On both counts, Mike Russell was assured. In response to my question, (I’m paraphrasing) he stressed his belief that to be an internationalist, you have to first be a nationalist; to take your place on the world stage, you have to first know what place it is you are taking. On response to the Arkansas scholar, he countered with his assertion that identity is a malleable concept, that it cannot be taken from you any more by a state anymore than one can be imposed upon you. You are what you are. My American colleagues had some pretty thoughtful things to say about this argument – not least the fact that they can simultaneously be, say, a Tennessean and an American – but what struck me was their complete lack of suspicion in how they framed their questions. They were asking honestly, even sceptically, for Russell to justify his claims, but there was no hint of the inherit narrowed-eyes scorn that I think infects the discourse levelled at the SNP.
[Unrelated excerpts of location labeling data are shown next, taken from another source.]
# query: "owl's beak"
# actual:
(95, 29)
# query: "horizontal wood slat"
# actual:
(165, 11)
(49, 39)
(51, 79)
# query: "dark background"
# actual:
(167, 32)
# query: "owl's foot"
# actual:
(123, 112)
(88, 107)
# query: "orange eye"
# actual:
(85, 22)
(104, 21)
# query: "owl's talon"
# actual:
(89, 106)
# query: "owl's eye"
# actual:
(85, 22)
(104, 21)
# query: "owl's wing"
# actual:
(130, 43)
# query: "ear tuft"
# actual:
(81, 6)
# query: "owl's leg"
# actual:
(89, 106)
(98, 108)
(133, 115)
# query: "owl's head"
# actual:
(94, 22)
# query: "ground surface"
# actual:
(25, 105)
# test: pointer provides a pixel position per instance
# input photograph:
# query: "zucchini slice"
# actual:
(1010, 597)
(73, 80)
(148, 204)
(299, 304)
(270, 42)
This has led me to offer a theory about Scottish unionism that I believe isn’t totally skewed by my own ardent nationalism, and instead has some empirical basis. Many unionists are driven by what I will term the “A-ha! Paradigm”. By this, I mean they are consistently, determinedly, obsessively looking for the inherent cravenness in the SNP’s push for independence that they believe must be there. They see Alex Salmond’s discussion of devo-max and think, “Aye, he just wants to have a fall-back option”. They see Mike Russell discuss the social union and think, “Aye, they’re just trying to make it seem like they’re not anti-English”. They see Alex Neil talk about a community-based campaign and think “Aye, but they’re funded by millionaires, so that’s all a smokescreen”.

Some examples of the “A-ha! Paradigm” include Ken MacIntosh’s insistence that Scottish Studies being added to the curriculum was an attempt by the SNP to brainwash schoolchildren, while Johann Lamont’s attacks on Salmond over Rupert Murdoch make it clear for all to see that she believes this was the secret to the SNP’s obviously-anomalous win in May last year. It betrays an attitude in unionist ranks that if they can just find a way to puncture the rhetoric of independence, they’ll reveal an empty shell underneath. The fact that this hasn’t really happened, despite recent bloviating on the SNP’s “lack of detail” on a post-independence Scotland, is illustrative only of these politicians – and political commentators – own craven assumptions about how government should be conducted.

Of course, this isn’t confined to unionists. Many nationalists – for example, Joan MacAlpine or James Kelly, in my opinion – also subscribe to this paradigm. Like most unionists, they present every tiny flaw in their opponents plans as somehow evident of a massive scam that is deceiving the Scottish people. But it’s definitely most prevalent in the Labour and Tory parties in Scotland, who seize on every little thing – from school dinners to the Dalai Lama – as the domino that, if toppled, will prove decisive. I mostly omit the Lib Dems because I see signs in Willie Rennie’s leadership that they’ve absorbed at least some of the lessons of 2011.

Mike Russell kiboshed a few of these on Friday, particular on the EU and on passports, questions asked by scholars from European nations, incidentally. But he made it clear his contempt for the constant, obsessive desire to find and expose the probably-there-if-we-shout-loudly-enough flaw in the independence argument. He instead insisted that it’s simply not credible to say independence wouldn’t work, that Scotland can’t do it, and that anyone who argues that should be treated derisively. I tend to agree, and would go further. There is no question that Scotland could be independent, and prosperously so. But there are questions as to whether it should, and definite flaws in some not-yet-fully-formed SNP positions on issues. Those should be fair game for critics, and treated as such. But it would be nice if such criticisms are devoid of the conspiratorial tenor of the “A-ha! Paradigm”.